The manufacturing facility will allow the company to produce Multikine, a biologic, in the same manufacturing facility for Phase III clinical trials as for commercial production. Cel-Sci says regulatory authorities prefer to see biologics such as Multikine produced in the same manufacturing facility for Phase III clinical trials and the sale of the product because this arrangement helps to ensure that the drug lots used to conduct the trials will be consistent with those that will be marketed subsequent to approval.

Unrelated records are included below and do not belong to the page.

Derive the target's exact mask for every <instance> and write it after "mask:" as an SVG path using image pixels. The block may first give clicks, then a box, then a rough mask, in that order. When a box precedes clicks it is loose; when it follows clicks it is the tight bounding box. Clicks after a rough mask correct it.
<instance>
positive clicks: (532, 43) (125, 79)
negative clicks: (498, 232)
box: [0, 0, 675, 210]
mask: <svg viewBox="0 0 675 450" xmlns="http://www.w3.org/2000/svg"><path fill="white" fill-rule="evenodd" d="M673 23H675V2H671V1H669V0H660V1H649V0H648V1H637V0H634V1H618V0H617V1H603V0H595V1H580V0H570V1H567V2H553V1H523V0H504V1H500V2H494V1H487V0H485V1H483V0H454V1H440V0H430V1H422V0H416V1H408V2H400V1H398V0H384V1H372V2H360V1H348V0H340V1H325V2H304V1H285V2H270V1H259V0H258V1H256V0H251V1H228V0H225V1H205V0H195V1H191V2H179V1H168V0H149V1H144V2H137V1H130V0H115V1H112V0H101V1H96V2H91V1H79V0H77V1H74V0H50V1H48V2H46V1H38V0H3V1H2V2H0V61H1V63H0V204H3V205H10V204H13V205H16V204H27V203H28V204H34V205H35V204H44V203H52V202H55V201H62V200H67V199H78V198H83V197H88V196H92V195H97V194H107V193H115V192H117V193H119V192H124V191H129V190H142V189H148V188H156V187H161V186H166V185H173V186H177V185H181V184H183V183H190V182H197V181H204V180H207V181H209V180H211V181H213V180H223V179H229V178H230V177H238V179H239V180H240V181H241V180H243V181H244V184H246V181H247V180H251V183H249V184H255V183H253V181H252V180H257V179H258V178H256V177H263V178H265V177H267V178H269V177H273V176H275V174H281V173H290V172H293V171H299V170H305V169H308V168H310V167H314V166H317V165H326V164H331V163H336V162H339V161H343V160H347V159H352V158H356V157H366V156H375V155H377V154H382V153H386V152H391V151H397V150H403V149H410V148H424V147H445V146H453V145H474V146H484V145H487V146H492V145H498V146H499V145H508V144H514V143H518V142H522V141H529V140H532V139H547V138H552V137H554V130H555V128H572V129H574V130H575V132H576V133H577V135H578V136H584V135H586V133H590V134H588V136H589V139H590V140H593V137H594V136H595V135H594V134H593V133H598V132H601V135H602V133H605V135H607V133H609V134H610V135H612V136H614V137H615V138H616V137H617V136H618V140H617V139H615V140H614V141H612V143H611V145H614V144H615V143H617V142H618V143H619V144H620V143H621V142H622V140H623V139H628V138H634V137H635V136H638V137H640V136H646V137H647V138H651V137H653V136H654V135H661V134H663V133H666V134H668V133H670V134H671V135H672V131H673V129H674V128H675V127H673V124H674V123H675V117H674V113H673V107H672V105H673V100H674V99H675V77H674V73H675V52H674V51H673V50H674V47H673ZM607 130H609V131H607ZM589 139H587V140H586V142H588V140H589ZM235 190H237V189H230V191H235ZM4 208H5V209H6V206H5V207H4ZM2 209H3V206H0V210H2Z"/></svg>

Geert Kersten, CEO of CEL-SCI commented: “Manufacturing biologics is such an expensive endeavor that most biotech companies partner with larger companies, and in the process give up their marketing rights. The funding with BioRealty will allow us to keep the marketing rights, thereby giving our shareholders the greatest value creation. Now that the significant hurdle of manufacturing has been tackled, we are able to focus on getting Multikine through Phase III, and ultimately to patients.”
In Phase II clinical trials Multikine was shown to be safe and well-tolerated, and improved patients’ overall survival by 33% at a median of three and a half years following surgery. The FDA gave the go-ahead for a Phase III clinical trial with Multikine in January 2007 and granted orphan drug status to Multikine in the neoadjuvant therapy of squamous cell carcinoma (cancer) of the head and neck in May 2007.